Es en la secuencia final del film -en la que suena L’Amour, l’amour, l’amour, la misma canción de Moloudji que Vincent Macaigne cantaba en un simpático pasaje de Fête de famille– donde Hans tiene la epifanía que le marca el camino hacia su particular große Freiheit. En ese subterráneo que remeda un siniestro calabozo y donde la sexualidad por fin se vive en libertad, allí es donde nuestro héroe comprende que sólo será libre junto al hombre que ama. Y cierra la película con un gesto rebelde y ácrata en las calles de la RFA de 1969, esto es, en el lugar y en el momento en que arrancó la filmografía de Rainer Werner Fassbinder. Hemos omitido hasta ahora que Hans es encarnado por Franz Rogowski, un actor que podría ser el digno sucesor de Klaus Kinski por el desparpajo con el que se entrega a toda suerte de interpretaciones extremas y rarunas. Pero Rogowski tiene más bien, a juicio de este cronista, una presencia fassbinderiana: en Große Freiheit y en otras películas, transita la imagen con un aire entre insubordinado y apaleado, su cuerpo parece encajar mal en los ritmos internos del lenguaje cinematográfico convencional o, más bien, hacerlo a su manera. Y su presencia, como la de Gottfried John en el cine de Fassbinder, tiene algo poderoso, parece componer por sí sola una parte sustancial de la puesta en escena.

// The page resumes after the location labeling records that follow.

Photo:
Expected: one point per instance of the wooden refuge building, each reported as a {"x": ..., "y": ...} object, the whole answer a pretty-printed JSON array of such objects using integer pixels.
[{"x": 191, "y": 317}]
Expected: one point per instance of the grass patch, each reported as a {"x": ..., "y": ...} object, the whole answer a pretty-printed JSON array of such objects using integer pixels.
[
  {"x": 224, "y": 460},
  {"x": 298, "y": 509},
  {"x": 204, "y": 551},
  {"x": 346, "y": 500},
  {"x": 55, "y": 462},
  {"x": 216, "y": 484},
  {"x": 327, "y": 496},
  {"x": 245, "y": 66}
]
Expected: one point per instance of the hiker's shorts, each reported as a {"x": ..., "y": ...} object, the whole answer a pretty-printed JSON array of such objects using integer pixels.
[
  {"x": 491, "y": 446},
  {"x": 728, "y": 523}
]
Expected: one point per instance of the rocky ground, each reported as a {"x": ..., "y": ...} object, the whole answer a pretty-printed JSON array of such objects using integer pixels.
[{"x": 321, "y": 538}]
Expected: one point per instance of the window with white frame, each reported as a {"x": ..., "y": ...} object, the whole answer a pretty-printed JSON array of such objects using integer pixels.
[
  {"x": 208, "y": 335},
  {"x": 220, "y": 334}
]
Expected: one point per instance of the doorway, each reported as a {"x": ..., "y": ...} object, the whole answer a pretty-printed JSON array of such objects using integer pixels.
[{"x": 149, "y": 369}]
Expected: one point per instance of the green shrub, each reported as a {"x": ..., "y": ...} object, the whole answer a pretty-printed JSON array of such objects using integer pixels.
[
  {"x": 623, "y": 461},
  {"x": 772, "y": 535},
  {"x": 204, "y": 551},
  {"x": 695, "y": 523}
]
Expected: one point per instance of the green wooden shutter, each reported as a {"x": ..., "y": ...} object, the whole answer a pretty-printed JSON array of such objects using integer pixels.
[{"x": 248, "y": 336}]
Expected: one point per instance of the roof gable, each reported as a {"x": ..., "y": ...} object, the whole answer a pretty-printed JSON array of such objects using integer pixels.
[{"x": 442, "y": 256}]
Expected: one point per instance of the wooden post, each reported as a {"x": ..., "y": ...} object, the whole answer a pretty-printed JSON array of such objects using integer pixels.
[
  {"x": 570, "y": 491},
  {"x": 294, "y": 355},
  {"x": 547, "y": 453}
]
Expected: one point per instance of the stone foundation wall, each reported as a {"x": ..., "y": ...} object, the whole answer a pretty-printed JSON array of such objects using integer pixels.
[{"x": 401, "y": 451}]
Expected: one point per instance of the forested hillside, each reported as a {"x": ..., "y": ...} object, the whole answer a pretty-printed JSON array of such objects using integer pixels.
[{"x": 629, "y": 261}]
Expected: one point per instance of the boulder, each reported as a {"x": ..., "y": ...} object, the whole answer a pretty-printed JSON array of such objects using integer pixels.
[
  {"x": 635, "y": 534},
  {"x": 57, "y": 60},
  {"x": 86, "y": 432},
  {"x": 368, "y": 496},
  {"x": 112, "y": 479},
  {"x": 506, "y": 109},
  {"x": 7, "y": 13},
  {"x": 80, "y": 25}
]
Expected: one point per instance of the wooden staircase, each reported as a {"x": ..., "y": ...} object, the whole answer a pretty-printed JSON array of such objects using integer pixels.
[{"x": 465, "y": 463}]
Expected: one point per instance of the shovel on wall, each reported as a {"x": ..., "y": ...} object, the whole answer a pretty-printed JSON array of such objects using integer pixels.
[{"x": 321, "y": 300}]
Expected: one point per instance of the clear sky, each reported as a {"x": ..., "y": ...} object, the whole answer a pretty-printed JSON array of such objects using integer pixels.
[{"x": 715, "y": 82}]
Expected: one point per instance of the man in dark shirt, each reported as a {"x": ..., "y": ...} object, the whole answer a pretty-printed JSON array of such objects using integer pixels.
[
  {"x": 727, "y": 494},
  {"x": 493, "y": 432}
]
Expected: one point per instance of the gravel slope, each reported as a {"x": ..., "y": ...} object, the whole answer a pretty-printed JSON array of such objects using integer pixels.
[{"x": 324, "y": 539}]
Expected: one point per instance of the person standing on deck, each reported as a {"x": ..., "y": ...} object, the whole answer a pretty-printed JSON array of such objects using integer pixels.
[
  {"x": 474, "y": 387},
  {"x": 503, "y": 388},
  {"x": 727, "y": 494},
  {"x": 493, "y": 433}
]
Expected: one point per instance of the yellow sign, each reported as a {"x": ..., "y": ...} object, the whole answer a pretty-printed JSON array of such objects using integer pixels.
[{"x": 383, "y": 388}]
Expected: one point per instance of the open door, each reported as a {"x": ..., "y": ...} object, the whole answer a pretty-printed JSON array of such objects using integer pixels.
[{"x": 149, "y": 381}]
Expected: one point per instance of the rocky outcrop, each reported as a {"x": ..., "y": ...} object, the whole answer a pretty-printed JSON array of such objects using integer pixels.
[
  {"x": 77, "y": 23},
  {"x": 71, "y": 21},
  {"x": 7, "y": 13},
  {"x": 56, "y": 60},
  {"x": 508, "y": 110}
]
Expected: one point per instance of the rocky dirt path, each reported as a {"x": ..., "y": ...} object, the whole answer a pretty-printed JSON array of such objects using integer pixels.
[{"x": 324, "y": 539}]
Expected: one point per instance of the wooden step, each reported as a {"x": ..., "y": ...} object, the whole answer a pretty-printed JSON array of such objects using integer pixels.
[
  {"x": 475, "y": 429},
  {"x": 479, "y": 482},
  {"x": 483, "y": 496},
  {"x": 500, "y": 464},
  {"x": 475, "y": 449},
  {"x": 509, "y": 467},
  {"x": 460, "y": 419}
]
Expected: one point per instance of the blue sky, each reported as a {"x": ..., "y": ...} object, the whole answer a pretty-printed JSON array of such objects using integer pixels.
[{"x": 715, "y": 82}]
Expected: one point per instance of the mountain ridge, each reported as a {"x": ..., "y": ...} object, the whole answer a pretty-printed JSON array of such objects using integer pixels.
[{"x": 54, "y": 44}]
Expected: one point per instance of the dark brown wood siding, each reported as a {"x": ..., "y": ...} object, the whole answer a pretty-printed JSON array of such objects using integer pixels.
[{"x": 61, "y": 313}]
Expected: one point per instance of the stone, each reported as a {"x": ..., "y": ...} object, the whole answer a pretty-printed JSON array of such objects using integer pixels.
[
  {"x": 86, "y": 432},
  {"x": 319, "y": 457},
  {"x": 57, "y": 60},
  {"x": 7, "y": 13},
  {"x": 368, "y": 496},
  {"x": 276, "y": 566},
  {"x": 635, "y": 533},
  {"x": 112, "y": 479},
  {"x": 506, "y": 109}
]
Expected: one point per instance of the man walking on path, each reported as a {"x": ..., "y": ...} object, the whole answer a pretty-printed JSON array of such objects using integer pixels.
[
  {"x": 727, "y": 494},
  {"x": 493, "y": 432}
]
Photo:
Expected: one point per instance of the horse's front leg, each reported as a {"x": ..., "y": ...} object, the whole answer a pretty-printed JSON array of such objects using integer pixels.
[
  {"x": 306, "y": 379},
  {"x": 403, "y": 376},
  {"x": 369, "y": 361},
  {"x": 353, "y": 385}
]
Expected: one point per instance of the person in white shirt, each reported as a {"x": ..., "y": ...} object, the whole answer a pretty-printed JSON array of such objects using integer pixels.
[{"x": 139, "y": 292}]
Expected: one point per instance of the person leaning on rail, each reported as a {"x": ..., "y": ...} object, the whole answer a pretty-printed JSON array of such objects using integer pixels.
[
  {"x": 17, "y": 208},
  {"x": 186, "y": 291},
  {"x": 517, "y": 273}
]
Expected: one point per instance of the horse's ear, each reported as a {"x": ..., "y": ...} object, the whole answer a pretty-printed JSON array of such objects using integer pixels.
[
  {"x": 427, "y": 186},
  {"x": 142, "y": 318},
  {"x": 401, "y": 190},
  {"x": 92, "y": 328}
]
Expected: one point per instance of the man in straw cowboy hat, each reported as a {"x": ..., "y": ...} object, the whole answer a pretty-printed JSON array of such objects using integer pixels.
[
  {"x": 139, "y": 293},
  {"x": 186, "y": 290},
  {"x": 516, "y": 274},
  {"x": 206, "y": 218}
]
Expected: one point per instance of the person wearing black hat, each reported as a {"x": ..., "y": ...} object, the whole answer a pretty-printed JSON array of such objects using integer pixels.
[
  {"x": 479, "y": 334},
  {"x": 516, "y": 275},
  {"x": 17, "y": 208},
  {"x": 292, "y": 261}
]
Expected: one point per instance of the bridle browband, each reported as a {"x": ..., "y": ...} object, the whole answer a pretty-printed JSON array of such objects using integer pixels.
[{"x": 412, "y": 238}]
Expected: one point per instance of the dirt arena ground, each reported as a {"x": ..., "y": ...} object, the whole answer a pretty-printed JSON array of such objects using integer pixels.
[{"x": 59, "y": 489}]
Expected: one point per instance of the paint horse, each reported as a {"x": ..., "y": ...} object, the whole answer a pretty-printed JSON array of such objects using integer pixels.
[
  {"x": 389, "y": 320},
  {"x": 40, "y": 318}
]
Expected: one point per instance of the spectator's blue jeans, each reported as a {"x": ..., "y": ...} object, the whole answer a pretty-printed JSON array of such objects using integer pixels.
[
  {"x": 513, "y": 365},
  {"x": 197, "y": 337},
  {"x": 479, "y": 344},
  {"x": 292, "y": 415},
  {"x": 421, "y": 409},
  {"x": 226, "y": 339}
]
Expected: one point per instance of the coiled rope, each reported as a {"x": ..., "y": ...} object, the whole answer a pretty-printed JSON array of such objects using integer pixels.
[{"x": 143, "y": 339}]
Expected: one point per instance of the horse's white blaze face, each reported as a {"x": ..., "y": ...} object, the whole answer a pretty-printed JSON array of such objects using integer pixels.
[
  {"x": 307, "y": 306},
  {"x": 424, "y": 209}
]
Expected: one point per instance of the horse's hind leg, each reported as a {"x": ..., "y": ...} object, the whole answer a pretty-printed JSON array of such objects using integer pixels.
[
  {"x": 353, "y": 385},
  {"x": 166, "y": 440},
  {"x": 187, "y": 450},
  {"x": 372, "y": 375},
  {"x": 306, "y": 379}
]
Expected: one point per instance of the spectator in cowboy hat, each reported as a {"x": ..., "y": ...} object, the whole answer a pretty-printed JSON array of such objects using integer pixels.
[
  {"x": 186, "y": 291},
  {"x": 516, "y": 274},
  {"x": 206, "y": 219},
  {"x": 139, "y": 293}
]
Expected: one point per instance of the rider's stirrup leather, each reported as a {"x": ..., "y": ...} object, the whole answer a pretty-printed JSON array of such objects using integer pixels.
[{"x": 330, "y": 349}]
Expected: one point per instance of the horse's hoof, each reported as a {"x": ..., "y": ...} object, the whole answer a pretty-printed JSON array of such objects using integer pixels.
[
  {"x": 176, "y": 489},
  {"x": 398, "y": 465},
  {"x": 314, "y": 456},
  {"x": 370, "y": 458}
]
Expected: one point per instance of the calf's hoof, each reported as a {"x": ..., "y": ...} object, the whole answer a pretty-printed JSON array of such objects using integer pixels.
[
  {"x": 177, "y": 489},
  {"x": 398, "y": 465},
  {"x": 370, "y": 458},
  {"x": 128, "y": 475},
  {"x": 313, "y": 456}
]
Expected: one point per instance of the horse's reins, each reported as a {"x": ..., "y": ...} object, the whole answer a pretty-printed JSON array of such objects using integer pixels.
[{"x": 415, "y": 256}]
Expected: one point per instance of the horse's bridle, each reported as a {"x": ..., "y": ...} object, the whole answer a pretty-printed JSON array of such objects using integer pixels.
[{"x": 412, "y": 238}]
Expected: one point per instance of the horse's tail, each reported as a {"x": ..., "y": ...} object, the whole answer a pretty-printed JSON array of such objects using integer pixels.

Rogowski, pues, es quizás un elemento que conecta nuestro presente con el nuevo cine alemán de los años sesenta y setenta. Y es también un hilo conductor que nos ayuda a cartografiar un novísimo cine germanófono que respira justamente una gran libertad, nos sorprende por su creatividad y frescura, y es demasiado multiforme como para que los constriñamos mediante una etiqueta. Pues, en efecto, Rogowski es el único elemento cohesionador entre Große Freiheit y Luzifer (Peter Brunner) o Ich war zuhause, aber (Angela Schanelec), dos películas felizmente desafiantes, cada una a su manera, y también las últimas realizaciones de Christian Petzold (Transit y Undine), un eslabón importante en la cadena que nos une con el cine clásico. Si, a estos títulos citados, sumamos otros en los que no está Rogowski como Western (Valeska Grisebach), The Trouble with Being Born (Sandra Wollner) o Blutsauger (Julian Radlmaier), nos percatamos de que hay, como decíamos, una cierta región en el cine de nuestro tiempo que transmite una contagiosa vitalidad y una encomiable indisciplina. El cine alemán parece que no esté; sin embargo, no sólo está muy presente entre lo más destacado del panorama actual sino que supone una de las enmiendas más contundentes a la hipótesis sobre la enésima muerte del cine.